Dalam keterangan persnya pekan lalu, Deputi Pencegahan dan Monitoring KPK Pahala Nainggolan menyampaikan, tingkat pelaporan LHKPN DPRD Kaltim di angka 74,55 persen. Walaupun masuk sepuluh besar terendah, penyampaian LHKPN diklaim tidak bermasalah.
“Karena dulu saat pengangkatan pertama, dia harus menyampaikan LHKPN dengan kategori lengkap. Nah lengkap itu, menyampaikan juga surat kuasa. Jadi ini yang tidak disampaikan hanya yang tahunannya. Karena perubahan-perubahan itu ada di tiap tahun,” katanya.
Menyikapi rendahnya kepatuhan penyampaian LHKPN periodik 2022 ini, akhir April nanti pimpinan KPK akan menyurati semua pimpinan kementerian/lembaga maupun pemerintah daerah. Termasuk pimpinan partai politik DPR RI hingga DPRD provinsi serta DPRD kabupaten/kota. Dengan demikian, dia berharap segera ada tindak lanjut.

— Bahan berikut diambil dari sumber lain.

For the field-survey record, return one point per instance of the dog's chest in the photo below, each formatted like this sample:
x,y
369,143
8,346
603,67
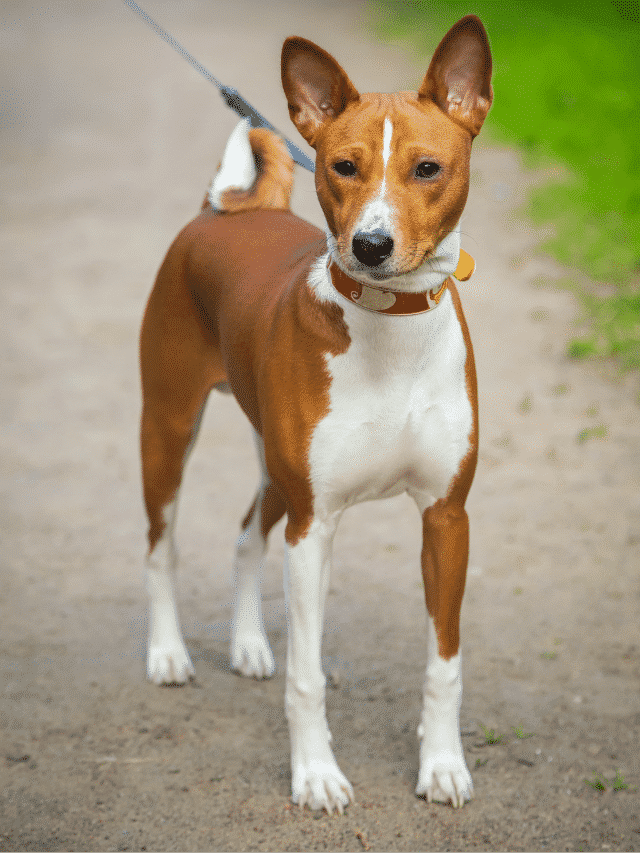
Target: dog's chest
x,y
399,417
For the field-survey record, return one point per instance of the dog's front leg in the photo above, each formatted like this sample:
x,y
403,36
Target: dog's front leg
x,y
443,772
317,781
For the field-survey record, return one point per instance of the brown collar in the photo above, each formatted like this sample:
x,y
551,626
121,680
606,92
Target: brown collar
x,y
396,302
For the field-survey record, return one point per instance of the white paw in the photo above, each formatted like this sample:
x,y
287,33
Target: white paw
x,y
321,785
251,656
444,778
169,664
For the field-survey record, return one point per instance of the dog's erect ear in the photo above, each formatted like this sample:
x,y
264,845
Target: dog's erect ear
x,y
316,87
459,77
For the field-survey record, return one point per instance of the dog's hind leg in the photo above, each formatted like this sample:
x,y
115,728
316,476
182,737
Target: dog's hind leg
x,y
250,652
178,365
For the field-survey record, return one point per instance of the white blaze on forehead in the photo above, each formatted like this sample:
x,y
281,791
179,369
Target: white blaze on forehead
x,y
386,143
377,214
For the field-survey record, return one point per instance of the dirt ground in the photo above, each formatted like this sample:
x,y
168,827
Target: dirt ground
x,y
108,142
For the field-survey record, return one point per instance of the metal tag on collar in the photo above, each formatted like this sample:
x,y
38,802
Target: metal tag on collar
x,y
466,267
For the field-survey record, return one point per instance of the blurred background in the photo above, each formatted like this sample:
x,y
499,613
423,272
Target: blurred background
x,y
567,77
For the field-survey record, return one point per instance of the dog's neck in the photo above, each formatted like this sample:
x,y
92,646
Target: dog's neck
x,y
415,293
430,275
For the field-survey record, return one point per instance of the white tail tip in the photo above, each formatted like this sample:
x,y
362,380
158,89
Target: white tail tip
x,y
238,168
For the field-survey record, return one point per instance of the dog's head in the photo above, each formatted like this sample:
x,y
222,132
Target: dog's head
x,y
392,171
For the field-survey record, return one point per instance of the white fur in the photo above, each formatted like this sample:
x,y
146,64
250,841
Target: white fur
x,y
399,416
443,774
238,168
168,660
387,136
250,651
377,214
317,781
399,420
429,276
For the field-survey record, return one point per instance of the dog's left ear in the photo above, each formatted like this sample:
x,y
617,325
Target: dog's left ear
x,y
459,77
316,86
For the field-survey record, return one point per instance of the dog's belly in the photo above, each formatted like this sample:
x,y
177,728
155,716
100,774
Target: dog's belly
x,y
399,418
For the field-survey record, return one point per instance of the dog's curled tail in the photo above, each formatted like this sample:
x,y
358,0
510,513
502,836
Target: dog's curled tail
x,y
256,172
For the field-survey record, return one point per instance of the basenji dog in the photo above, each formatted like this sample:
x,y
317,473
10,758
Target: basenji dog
x,y
350,356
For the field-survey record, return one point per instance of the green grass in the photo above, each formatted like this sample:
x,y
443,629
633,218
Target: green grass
x,y
490,736
567,92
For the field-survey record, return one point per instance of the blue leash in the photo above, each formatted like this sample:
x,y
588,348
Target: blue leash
x,y
231,97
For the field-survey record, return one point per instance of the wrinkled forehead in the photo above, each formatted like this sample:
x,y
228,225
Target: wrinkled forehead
x,y
414,126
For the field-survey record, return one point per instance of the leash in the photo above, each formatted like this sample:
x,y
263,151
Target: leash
x,y
230,96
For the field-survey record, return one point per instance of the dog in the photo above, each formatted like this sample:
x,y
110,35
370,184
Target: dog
x,y
351,358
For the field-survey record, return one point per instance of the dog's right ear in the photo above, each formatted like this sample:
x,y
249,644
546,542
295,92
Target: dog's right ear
x,y
317,88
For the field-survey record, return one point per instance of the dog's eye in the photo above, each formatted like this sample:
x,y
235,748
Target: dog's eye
x,y
427,169
345,168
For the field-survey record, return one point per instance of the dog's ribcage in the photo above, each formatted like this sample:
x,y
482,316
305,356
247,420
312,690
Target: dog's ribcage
x,y
400,416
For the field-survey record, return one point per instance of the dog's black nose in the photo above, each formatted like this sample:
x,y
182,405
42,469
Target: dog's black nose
x,y
372,247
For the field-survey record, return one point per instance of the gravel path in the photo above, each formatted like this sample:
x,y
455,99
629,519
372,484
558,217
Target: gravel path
x,y
109,142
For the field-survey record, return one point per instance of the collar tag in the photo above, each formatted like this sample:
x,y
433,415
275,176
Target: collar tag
x,y
398,303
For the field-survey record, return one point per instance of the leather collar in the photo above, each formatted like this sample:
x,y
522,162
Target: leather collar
x,y
397,303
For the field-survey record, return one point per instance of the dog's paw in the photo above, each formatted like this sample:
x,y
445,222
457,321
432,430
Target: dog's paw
x,y
251,656
169,664
444,778
321,785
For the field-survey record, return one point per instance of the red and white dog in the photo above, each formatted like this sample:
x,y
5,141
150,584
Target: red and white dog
x,y
351,358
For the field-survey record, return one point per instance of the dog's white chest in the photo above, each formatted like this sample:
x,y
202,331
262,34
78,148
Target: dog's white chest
x,y
400,416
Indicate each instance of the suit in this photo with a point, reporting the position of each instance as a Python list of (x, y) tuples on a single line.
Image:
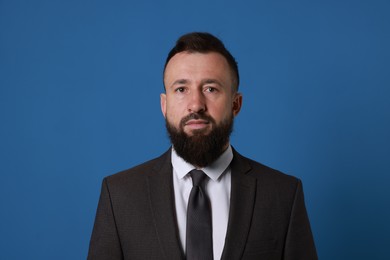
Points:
[(136, 218)]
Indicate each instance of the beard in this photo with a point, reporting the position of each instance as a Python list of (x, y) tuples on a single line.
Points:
[(200, 149)]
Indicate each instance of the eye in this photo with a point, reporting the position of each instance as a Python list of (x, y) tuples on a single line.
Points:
[(180, 89), (211, 89)]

“KPK juga akan mengubah peraturan KPK, sehingga sanksi atas LHKPN akan kita taruh dalam situ (surat). Walaupun sanksi administrasi. Bisa berupa penundaan promosi tidak boleh ikut pendidikan sampai ke menahan tunjangan. Sanksi administrasi di peraturan KPK kita akan detailkan seperti apa. Kami harapkan tahun ini selesai peraturan KPK-nya,” terang Pahala.
Khusus untuk legislatif, dia menyebut, sebelumnya KPK telah menyampaikan kepada pimpinan fraksi di DPR. Tetapi kelihatannya masih kurang ampuh. Sehingga pimpinan KPK akan menyurati seluruh ketua partai pemilik kursi di DPR dan DPRD provinsi, maupun DPRD kabupaten/kota. Dalam surat tersebut, fraksi diminta menjatuhkan sanksi untuk anggota dewan yang tidak patuh melaporkan LHKPN.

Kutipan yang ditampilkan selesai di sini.